La razón debe conocer la razón del corazón y todas las demás razones.
Leonora Carrington
Leonora Carrington dibujó magia del inconsciente para teñir con pinceladas mundos alternos, donde se confabula la astrología y el espiritismo. Chispas creativas nacen del proceso cognitivo para después convertir lo inmaterial en obra de arte. La vida de la pintora fue un ciclón de sueños, pero también de pesadillas que le provocaron estados de delirio a causa de la guerra.
Leonora nació en Lancashire, Inglaterra, en 1917, su padre fue Harold Wilde Carrington, un exitoso magnate textil pero sombra ausente en la infancia de la pintora. Años más tarde, su madre la envío a un colegio para monjas, pero fue expulsada por su comportamiento rebelde, pues odiaba los protocolos religiosos, las banalidades materialistas y las falsas apariencias comunes en su entorno social. Durante su adolescencia renunció a su vida burguesa para embarcarse al ámbito artístico, lo que provocó el rechazo de su familia.

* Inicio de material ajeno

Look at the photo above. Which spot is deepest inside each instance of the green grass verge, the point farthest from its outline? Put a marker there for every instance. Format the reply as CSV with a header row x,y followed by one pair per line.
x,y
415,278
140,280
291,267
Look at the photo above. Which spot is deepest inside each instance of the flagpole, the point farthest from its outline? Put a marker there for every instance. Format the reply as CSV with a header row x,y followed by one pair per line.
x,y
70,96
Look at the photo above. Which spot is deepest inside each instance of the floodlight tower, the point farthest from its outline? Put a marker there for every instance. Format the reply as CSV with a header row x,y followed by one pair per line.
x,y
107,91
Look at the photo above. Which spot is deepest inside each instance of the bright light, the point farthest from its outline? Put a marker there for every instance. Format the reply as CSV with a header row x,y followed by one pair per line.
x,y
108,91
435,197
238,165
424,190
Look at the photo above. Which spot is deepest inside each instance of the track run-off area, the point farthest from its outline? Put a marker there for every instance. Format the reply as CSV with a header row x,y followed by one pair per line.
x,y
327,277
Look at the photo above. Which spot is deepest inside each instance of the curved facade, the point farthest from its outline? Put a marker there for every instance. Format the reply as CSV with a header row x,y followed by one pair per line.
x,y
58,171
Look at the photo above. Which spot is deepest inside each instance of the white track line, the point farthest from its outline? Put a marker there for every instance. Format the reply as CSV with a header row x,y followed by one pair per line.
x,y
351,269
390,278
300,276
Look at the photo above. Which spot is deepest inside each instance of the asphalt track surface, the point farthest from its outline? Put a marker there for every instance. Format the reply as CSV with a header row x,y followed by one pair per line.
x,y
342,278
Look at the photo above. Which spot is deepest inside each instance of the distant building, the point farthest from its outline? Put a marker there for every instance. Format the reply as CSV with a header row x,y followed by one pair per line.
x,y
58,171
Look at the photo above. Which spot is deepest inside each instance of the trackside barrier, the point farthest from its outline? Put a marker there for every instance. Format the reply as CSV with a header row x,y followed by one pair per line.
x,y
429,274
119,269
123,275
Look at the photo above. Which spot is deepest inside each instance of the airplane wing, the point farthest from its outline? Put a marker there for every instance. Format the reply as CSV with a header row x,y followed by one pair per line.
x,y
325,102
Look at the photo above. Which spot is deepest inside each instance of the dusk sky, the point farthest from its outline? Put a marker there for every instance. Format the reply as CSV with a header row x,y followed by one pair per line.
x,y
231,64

“No tuve tiempo de ser la musa de nadie… Estaba demasiado ocupada rebelándome contra mi familia y aprendiendo a ser una artista”.
En 1937 Carrington conoció a Max Ernst, de 47 años, él la sumergió en el surrealismo y juntos vivieron en París pese al desacuerdo de la familia de la pintora, ya que Ernst estaba casado. Ambos artistas fueron colaboradores activos del Freier Künstlerbund, movimiento antifascista. En 1939 Max fue declarado enemigo del régimen Vychi y fue llevado al campo de concentración de Les Milles. Carrington se refugió en España, pero el golpe la derrumbó y la trasladó a las puertas del infierno: el manicomio de Santander. Un año después escapó del manicomio y buscó ayuda en la embajada mexicana, donde conoció al escritor mexicano Renato Leduc, quien la protegió y la ayudó a emigrar. En 1942 contrajo nupcias con Leduc pero el matrimonio se disolvió al año siguiente.
En México, Carrington se sintió arropada por sus colegas y amigos, entre los que destacan: Remedios Varo, Benjamin Péret, André Breton, Luis Buñuel, Alice Rahon y la fotógrafa húngara Kati Horna, quien en 1944 le presentó a Emérico Weisz; Leonora procreó dos hijos con él y permaneció junto a su lado hasta el día de su muerte, en 2007.
Su obra pictórica delinea a seres fantásticos, animales con miradas encantadas, universos oscuros y míticos en los que prevalecen los ritos celtas, la psicología junguiana, la alquimia y el budismo.
Las imágenes manifiestan inquietud por la vigilia, el sueño, la muerte, los viajes astrales y la vida. Leonora invoca los colores ocres, verdosos y sepias; en ellos revuelve parte de sus instintos femeninos, y rostros enigmáticos inhalan energía cósmica. Pero Leonora no se conformó con la pintura, también hechizó las letras, y en 1938 publicó La casa del miedo, en 1939 La dama oval, libro de cinco relatos en los que hace una crítica severa al conservadurismo inglés, y años más tarde, La invención del mole (1960) y La trompeta acústica (1976), entre otros.
“Podrás no creer en la magia pero algo muy extraño está pasando justo en este momento. Tu cabeza se ha disuelto en aire ligero y puedo ver los rododendros cruzando tu estómago. No es que estés muerta o nada tan dramático, es simplemente que te estás desvaneciendo y ya ni siquiera puedo recordar tu nombre”.
Leonora Carrington, La trompeta acústica.
Leonora pintó sus fantasmas, pero nunca se declaró una mujer fatalista, todo lo contrario: amaba vivir, pero la vida, con los años, le arrebató paulatinamente a los seres que amó; temía a la muerte, quizá porque creía que al entrar a la habitación del sueño eterno jamás volvería a percibir la luz, los colores, los pinceles. La artista de 94 años se convirtió en figura etérea el 25 de mayo de 2011, para fundirse en sus cuadros y vagar en su universo imaginario, entre astros y estrellas.